MATLAB signal processing [Q & a notes-1]

1. About matlab frezq fir1 function

ask ： Input signal x Is frequency 0.1 Hz and 0.3 Hz Sum of equal amplitude sine waves , utilize fir1 Function design filter h, Remove 0.3 Hz The sine signal of , Get the output signal y. use freqz Function observation filter h Frequency response of . Display the input signal x And output signal y Waveform of . use fft Function to do fast Fourier transform on the signal , And display the amplitude frequency curve of input and output signals .

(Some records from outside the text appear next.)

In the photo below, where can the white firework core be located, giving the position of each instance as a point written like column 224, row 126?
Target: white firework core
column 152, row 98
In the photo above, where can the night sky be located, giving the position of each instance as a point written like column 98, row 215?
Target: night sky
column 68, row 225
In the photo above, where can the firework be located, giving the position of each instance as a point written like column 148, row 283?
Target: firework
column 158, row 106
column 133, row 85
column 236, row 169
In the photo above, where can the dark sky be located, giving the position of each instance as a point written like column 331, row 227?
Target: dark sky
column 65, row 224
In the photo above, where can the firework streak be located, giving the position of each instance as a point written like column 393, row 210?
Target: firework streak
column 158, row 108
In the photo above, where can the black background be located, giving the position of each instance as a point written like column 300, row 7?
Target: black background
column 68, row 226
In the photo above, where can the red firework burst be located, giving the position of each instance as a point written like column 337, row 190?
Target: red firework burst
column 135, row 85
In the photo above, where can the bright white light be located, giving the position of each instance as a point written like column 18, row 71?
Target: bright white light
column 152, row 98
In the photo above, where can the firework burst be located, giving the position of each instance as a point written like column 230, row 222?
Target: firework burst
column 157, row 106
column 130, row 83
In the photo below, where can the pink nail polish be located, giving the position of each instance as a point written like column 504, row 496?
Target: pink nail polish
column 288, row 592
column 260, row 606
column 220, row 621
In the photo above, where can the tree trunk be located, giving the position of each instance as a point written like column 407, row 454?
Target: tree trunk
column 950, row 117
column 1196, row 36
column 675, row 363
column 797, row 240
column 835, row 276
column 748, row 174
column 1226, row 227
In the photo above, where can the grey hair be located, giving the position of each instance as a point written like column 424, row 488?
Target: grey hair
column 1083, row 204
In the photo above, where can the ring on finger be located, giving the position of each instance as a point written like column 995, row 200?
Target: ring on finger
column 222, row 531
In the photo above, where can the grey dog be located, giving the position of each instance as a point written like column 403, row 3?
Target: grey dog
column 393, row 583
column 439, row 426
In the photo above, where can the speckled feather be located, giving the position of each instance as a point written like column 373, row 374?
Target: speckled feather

answer ： The specific steps are as follows , The accuracy can be adjusted by itself ; because 0.1Hz And 0.3Hz The frequency difference is too small , Prone to spectrum leakage ：

clc,clear,close all;
t = -100:1:100;
L = length(t);
fs = 2;
x1 = sin(2*pi*0.1.*t/fs);
x2 = sin(2*pi*0.3.*t/fs);
x3 = x1 + x2;
% Time domain signal 
figure(1)
subplot(311)
plot(t,x1,"LineWidth",1.5)
grid on 
subplot(312)
plot(t,x2,"LineWidth",1.5)
grid on
subplot(313)
plot(t,x3,"LineWidth",1.5)
grid on
% Filter design 
wn = 0.2;  % Cut off frequency wn by 0.2pi(0.2Hz),wn = 2pi*f/fs
N = 60;  % Order selection 
hn = fir1(N-1,wn,boxcar(N));  %10 rank FIR low pass filter 
figure(2)
freqz(hn,1);
figure(3)
y = fftfilt(hn,x3);  % after FIR The signal obtained after the filter 
plot(t,y,"LineWidth",1.5)
grid on
% Spectrum analysis 
Y = fft(y);  % Of the output signal fft
P2 = abs(Y/L);
P1 = P2(1:L/2+1);
P1(2:end-1) = 2*P1(2:end-1);
f = fs*(0:(L/2))/L;
plot(f,P1,"LineWidth",1.5) 
title('Single-Sided Amplitude Spectrum of X(t)')
xlabel('f (Hz)')
ylabel('|P1(f)|')

2. use MATLAB Complete the Fourier transform and draw the transformed waveform

ask ：
use MATLAB Calculate the Fourier transform and draw the image
What function tools are used , How to get the image ？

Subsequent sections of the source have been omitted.